One of my Facebook memories from today was an excerpt from the book; Ending Your Day Right by Joyce Meyer it said, “The highest call on your life is to enjoy God. But you can’t enjoy Him if you are convinced He is upset with you. Jesus came to deliver you from the wrong kind of fear in your relationship with your heavenly Father. You should be relaxed in His presence. You need to have reverential fear, the kind that provokes respect, honor, and obedience. But you must refuse to believe any thoughts that the Lord is angry with you.
You are no surprise to God. Jeremiah 1:5 states that before He formed you in the womb, God knew you! He knew what He was getting when He drew you into a relationship with Himself. He already knows the things you will do wrong in the future. God is not nearly as hard to get along with as you think He is. It is not your sin that hinders you, it is unbelief!”

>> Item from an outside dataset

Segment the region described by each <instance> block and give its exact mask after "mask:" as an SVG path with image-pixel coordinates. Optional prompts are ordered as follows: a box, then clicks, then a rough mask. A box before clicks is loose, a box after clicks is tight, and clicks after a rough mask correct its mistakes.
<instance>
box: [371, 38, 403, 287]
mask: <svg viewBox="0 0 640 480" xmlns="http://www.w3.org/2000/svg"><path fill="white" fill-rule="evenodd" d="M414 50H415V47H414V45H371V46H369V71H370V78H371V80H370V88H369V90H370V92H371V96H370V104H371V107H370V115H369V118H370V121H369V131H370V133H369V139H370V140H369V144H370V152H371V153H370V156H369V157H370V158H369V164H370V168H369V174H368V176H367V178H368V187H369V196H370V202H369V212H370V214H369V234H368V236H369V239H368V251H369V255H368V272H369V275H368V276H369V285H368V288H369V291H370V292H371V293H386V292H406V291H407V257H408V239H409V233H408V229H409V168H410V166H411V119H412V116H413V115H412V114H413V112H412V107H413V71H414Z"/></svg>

Oh, how often I still struggle with this concept. It is so hard to let go of the thought, “I will never be good enough for God”. Life is hard. Every day is a struggle. That’s one of the things that has been the hardest things for me to accept as a Christian. I want God to make life easy. I want Him to say, “Hey you’ve accepted me, here ya go… here’s an easy life”. Unfortunately, life doesn’t work that way.
John 10:10 says, “The thief’s purpose is to steal kill and destroy. My purpose is to give them a rich and satisfying life.” God has a plan and a purpose for each of us. We are our own biggest barriers. The devil uses us as a wedge to get between us and God. He feeds on our fears and our doubts. We fall into that trap and we often feel worthless.
I remember growing up the struggle I had with myself and believing that God loved me. I struggled with feeling that I was good enough. I struggled to find happiness. I spent a good part of my life searching for joy, for happiness, for purpose and meaning. I really believed the mantra of; I’ll be happy when… but when those moments came, I was happy for a moment but it didn’t last very long and then I was focused on the next big thing that I wanted in my life. I had no identity and no real purpose for living other than what my religion told me.
Growing up I often struggled with the thought that God was mad at me. I struggled with believing that God could love me even after some of the things I had done. At times I felt like God wanted nothing to do with me. I believed the more I accomplished in my life, the more God would love me. The better chance I would have at going to Heaven. I believed the lie that I could do enough.
When I found Christ, I was at rock bottom in my life. I was at a point where everything I was afraid of happening was and I had lost all hope for myself and my future. I felt worthless and hopeless. It wasn’t that there wasn’t anything good in my life, it was just I was so focused on the big things, I couldn’t see the amazing details of my life.
As I have mentioned many times, I am a huge fan of Brene Brown. I love her books and insights, I love watching her Ted Talks and using them to help people improve their lives. One of my favorite Brene Brown quotes is, “Twinkle lights are the perfect metaphor for joy. Joy is not a constant. It comes to us in moments – often ordinary moments. Sometimes we miss out on the bursts of joy because we’re too busy chasing down extraordinary moments. Other times were so afraid of the dark that we don’t let ourselves enjoy the light. I believe a joyful life is made up of joyful moments gracefully strung together by trust, gratitude, inspiration, and faith.”
It’s so easy to get caught up in the shoulda, coulda, woulda’s, or become so afraid of doing things or afraid of the good moments that I don’t take time to enjoy them. But God didn’t create us with a spirit of fear. God created us to draw near to Him when we struggle. God isn’t a god of anger. He is our Creator. He loves us and wants us.
The closer I draw to God the more twinkle lights I have in my life. Knowing God, helps me appreciate the small moments in life. He helps me embrace the struggles and find meaning and purpose in every situation. I think because I have found purpose in Christ and I know He loves me regardless of anything, it is easier for me to appreciate the small things in life. Life isn’t about the big extraordinary moments. It’s about learning to appreciate the small everyday things knowing that God has your back.
I’m just a Small Town Girl…living in a world of twinkle lights.